万葉集巻第十1886‐1889番歌(白雪の常敷く冬は)~アルケーを知りたい(1445)

▼1886番は町で偶然知人に会った時にも応用できそう。1888番の「白雪の常敷く冬」が厳しい寒さを感じさせる美しい表現。1889番の「下心」は、悪だくみの意味になっているけど、この歌ではそうではない。心の下、底からじわりと嬉しい、という感じ。

 懼逢
住吉の里行きしかば春花の いやめづらしき君に逢へるかも 万1886
*住吉村を進んでいると、春の花のように心惹かれる貴方様に出逢いました。

 旋頭歌
春日にある御笠の山に月も出でぬかも 佐紀山に咲ける桜の花の見ゆべく 万1887
*春日にある御笠山に月が出てくれないかな。佐紀山で咲いている桜の花が見えるように。

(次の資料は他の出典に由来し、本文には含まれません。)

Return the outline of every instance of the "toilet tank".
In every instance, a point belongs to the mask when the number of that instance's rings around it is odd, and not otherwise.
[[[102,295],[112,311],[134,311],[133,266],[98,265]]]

白雪の常敷く冬は過ぎにけらしも 春霞たなびく野辺のうぐひす鳴くも 万1888
*いつも白雪が積もる冬の季節が過ぎたようです。春霞がたなびく野原でウグイスの鳴き声が聞こえます。

 譬喩歌
我がやどの毛桃の下に月夜さし 下心よしうたてのこのころ 万1889
*私の家の毛桃の木の下に月光が差しています。何となく嬉しい気持ちになるこの頃です。

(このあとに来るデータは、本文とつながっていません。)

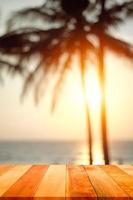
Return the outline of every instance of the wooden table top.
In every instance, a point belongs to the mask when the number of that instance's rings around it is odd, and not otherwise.
[[[0,200],[97,198],[133,198],[133,166],[0,165]]]

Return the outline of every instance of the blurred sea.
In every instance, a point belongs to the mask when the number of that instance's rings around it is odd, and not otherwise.
[[[103,164],[101,150],[95,147],[94,164]],[[133,164],[133,141],[110,143],[112,163]],[[0,163],[89,164],[85,142],[0,142]]]

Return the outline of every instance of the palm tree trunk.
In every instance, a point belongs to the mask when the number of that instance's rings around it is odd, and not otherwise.
[[[90,122],[90,109],[88,105],[88,99],[86,94],[86,83],[85,83],[85,66],[83,58],[81,58],[81,85],[82,85],[82,94],[84,99],[84,106],[86,112],[86,127],[87,127],[87,136],[88,136],[88,148],[89,148],[89,163],[90,165],[93,164],[93,155],[92,155],[92,129],[91,129],[91,122]]]
[[[107,116],[106,116],[106,91],[105,91],[105,66],[104,66],[104,43],[102,34],[99,37],[99,78],[102,90],[101,100],[101,128],[102,143],[105,164],[109,164],[108,138],[107,138]]]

【似顔絵サロン】740年、ポスト藤原広嗣の乱の人々:和気 清麻呂 わけ の きよまろ 733 - 799日 奈良時代末期~平安時代初期の貴族。道鏡が天皇になって良いものか宇佐八幡に出かけて神託を聞き、朝廷に報告した。道鏡の意に反する内容だったので、散々な目に遭わされる。朝廷が変わり名誉回復できたので幸い。















〔参考〕
伊藤博訳注『新版 万葉集二』角川ソフィア文庫。